Zakia is a native of Richmond, Virginia. She has been an active member of the LGBTQ community. For many years Zakia was a national performer and pageant competitor. She is a former Miss Gay Black America, Miss Black National, Miss International Supermodel, Miss Godfrey’s and Miss Virginia Capitol Pride. She has worked for Fan Free Clinic where she was instrumental in creating the Transgender Clinic as well as Richmond City Health District, where she was a Disease Intervention Specialist and also the 1st African American Transgender Women to ever work for the health district.
October of 2015 she opened the Nationz Foundation a 501C3 organization that provides advocacy for transgender individuals as well as offering HIV/STI testing, Food Pantry, Emergency Housing and other supportive services to the Greater Richmond Metropolitan Area. Recently she acquired an RV to create a mobile testing unit to offer her services in communities where transportation is a barrier to access testing or safer sex items and food.

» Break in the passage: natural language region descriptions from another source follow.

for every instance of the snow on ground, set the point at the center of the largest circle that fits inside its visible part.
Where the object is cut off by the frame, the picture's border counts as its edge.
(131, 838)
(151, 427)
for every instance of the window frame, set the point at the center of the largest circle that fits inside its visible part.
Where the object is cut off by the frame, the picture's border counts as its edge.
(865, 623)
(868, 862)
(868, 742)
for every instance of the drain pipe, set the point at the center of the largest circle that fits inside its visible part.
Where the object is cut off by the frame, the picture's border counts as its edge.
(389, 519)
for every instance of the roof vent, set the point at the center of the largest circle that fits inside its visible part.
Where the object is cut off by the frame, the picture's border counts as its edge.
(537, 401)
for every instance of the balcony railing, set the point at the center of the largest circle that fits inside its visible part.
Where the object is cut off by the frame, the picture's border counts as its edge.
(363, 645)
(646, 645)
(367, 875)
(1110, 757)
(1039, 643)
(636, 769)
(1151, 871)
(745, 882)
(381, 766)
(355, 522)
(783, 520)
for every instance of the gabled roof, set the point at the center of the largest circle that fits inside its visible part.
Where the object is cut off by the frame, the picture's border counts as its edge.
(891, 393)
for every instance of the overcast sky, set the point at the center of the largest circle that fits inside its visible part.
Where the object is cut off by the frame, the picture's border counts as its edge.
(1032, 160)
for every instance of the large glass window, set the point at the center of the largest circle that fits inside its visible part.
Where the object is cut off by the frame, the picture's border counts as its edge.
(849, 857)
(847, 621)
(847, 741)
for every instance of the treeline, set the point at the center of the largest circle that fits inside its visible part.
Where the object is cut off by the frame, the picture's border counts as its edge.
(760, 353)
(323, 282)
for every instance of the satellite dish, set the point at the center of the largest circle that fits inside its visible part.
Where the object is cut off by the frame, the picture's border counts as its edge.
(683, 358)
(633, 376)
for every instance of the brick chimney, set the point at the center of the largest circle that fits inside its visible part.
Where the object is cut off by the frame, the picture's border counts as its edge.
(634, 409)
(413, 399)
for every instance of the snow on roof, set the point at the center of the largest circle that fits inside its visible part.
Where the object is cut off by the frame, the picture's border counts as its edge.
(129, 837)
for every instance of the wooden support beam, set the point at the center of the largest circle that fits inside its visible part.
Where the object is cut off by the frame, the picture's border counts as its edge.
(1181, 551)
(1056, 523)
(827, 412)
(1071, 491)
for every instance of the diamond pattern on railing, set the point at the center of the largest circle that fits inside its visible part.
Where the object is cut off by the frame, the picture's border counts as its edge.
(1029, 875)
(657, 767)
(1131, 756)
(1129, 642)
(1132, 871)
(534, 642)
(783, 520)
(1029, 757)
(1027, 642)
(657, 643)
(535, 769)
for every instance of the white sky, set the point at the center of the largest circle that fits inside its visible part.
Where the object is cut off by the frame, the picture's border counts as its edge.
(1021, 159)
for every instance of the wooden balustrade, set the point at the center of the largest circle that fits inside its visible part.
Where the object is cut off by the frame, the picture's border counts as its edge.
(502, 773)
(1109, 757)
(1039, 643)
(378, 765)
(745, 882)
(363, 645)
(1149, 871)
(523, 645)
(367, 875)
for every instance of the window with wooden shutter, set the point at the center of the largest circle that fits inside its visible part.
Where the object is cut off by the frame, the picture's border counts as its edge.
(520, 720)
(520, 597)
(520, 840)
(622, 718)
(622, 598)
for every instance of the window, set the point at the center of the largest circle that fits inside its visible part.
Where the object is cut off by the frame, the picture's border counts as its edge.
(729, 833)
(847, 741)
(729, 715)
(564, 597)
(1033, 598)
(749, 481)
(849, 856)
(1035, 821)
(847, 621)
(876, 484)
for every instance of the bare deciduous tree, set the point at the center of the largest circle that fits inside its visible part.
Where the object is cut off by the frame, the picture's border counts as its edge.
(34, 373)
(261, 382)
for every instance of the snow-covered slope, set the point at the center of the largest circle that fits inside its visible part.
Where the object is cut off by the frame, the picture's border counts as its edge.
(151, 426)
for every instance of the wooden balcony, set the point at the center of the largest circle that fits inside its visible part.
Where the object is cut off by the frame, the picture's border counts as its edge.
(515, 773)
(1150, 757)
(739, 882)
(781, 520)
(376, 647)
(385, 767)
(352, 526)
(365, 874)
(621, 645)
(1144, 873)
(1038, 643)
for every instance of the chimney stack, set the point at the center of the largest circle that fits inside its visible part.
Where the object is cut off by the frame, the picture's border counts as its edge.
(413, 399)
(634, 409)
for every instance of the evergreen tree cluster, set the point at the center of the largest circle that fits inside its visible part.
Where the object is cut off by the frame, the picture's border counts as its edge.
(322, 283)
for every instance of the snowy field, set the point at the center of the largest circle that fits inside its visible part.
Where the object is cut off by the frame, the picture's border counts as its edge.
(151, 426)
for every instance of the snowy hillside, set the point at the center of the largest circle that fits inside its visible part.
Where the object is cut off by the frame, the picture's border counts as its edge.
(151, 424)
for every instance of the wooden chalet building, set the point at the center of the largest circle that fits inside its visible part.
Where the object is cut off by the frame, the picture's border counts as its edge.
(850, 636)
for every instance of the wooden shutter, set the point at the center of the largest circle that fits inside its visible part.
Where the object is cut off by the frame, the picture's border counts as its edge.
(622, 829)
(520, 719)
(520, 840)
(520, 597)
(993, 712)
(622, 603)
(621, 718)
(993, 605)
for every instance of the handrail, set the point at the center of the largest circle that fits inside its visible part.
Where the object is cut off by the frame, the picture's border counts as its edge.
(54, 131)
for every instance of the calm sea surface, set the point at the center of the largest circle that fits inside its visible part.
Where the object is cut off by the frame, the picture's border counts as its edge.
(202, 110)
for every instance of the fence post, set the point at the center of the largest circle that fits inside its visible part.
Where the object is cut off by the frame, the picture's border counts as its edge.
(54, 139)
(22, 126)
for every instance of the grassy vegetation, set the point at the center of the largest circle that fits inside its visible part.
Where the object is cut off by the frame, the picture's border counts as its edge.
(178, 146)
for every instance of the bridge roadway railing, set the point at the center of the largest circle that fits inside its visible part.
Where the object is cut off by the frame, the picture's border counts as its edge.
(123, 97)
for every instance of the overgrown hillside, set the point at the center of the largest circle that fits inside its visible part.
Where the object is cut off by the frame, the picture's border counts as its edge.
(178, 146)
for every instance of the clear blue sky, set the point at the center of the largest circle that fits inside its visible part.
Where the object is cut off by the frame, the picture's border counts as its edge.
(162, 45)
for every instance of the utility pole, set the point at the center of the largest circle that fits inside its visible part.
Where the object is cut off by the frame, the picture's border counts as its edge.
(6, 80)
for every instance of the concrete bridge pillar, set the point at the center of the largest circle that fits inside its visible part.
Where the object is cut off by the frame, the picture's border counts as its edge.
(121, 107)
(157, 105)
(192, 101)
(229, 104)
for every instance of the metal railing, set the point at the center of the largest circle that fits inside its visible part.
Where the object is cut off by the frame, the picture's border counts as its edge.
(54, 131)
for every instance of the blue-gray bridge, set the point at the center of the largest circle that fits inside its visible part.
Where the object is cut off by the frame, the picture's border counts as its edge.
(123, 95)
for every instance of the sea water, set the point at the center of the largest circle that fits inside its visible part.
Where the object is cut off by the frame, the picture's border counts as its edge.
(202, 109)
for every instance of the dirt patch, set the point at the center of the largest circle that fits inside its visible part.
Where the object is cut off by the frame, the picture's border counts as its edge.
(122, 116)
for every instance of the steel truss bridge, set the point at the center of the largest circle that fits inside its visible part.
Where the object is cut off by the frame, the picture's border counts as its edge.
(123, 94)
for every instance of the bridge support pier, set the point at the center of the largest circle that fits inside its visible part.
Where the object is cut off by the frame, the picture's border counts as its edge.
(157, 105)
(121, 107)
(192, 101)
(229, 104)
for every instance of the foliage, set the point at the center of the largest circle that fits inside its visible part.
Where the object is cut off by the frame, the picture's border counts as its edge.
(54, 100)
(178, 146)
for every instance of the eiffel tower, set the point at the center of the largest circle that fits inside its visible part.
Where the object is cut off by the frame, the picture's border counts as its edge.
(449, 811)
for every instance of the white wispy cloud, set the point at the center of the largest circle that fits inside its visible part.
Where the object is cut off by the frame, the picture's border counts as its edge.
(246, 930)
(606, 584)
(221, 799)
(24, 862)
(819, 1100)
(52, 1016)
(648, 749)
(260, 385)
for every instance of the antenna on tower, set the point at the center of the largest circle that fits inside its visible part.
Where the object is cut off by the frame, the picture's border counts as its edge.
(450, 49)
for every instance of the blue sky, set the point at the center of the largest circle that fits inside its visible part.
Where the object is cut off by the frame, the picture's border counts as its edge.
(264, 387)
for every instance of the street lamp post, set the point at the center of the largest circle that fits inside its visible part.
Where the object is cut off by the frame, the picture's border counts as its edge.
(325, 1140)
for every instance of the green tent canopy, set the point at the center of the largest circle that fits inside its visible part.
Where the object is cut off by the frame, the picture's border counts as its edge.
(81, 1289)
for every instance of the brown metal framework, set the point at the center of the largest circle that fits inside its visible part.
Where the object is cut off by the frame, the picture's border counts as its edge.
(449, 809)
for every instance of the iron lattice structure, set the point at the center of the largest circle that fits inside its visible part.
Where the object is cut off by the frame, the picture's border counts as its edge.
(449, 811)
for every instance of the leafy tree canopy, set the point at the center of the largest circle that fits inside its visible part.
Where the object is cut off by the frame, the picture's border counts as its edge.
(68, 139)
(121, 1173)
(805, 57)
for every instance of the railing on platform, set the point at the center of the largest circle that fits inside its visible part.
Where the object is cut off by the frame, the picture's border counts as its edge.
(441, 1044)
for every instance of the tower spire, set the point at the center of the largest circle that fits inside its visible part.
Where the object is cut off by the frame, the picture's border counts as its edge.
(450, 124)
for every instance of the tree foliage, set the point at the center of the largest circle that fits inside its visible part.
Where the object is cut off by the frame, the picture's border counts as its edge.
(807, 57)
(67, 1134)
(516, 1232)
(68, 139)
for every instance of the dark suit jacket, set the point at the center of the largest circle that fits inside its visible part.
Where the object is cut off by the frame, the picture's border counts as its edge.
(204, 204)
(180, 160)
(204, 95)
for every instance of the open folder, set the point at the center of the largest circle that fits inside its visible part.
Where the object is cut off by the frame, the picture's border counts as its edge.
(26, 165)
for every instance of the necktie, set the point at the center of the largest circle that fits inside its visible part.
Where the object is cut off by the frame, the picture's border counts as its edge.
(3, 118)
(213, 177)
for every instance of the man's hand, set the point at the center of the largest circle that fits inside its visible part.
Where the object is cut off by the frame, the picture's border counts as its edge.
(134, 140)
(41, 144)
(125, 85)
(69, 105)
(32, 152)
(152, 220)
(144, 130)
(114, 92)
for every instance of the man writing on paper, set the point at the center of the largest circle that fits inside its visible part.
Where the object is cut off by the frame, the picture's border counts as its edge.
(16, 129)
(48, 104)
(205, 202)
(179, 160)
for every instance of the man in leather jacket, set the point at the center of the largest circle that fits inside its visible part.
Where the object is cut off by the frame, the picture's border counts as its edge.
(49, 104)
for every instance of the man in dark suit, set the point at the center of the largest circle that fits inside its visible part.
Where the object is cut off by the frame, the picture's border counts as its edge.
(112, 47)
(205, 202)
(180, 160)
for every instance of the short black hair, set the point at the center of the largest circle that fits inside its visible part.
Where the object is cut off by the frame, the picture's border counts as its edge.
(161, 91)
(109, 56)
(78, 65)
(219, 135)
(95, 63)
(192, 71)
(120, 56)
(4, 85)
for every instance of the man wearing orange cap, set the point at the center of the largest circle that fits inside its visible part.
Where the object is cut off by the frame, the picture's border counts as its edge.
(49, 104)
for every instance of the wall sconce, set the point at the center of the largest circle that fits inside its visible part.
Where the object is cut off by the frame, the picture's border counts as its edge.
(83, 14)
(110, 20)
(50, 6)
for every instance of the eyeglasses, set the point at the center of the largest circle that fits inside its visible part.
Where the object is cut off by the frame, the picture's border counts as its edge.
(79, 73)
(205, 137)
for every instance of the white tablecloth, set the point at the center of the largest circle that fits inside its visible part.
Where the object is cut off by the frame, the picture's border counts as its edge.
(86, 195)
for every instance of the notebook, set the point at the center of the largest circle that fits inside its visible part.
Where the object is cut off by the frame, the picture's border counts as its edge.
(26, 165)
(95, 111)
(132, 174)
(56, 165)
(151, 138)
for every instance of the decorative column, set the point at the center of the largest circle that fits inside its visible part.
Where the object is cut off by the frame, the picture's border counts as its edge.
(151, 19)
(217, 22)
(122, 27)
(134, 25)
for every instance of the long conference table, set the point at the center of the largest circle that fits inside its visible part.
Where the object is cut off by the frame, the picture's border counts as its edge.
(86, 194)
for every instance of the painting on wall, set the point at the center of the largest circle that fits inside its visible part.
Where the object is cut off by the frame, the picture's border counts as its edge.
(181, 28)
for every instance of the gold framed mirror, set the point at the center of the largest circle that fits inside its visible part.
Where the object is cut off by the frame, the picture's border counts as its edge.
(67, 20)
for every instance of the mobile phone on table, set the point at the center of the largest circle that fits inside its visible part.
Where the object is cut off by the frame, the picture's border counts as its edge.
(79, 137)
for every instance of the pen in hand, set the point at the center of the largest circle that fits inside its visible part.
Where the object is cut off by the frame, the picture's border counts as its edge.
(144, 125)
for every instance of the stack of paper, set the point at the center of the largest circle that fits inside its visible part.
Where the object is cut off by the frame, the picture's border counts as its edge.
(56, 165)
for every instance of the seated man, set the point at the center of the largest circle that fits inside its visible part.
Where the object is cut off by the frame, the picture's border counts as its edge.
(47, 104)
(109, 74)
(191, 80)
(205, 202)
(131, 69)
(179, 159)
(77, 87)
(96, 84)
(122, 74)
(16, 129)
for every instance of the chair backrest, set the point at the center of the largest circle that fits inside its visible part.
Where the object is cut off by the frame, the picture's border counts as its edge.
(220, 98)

Zakia also works for the Virginia Anti-Violence Project where she serves as the Transgender Advocate, assisting individuals who have experiences of violence. She was named a 2018 Outstanding Virginian, by Equality Virginia. Zakia was honored with a Firework Award by Virginia Pride in 2018. In her free time she enjoys time with family and friends, traveling, competing and attending pageants, cooking and spending time with her dog Japan.
Glo Ross is originally from Los Angeles, CA and currently lives in Atlanta, GA. As a full-time gender-queer lover of all animals and the earth, Glo is committed to building the world we all deserve to live in by organizing power in our communities and actively practicing compassion for all beings day to day. Currently, Glo works in the public sector as a policy analyst on environmental issues. In previous lives, Glo directed campaigns at FIERCE! to build power among LGBTQ youth of color in New York City, has helped lead anti-police brutality organizing in Atlanta, and has facilitated numerous youth organizing trainings for college students across the country. In the past eight years, Glo has also supported community-based organizing strategy through technical assistance and issue research. When not facilitating or conducting research, you can find Glo hiking with their pups (two lovable rescued pit bulls), trying out a new vegan recipe, or road-tripping to the beach.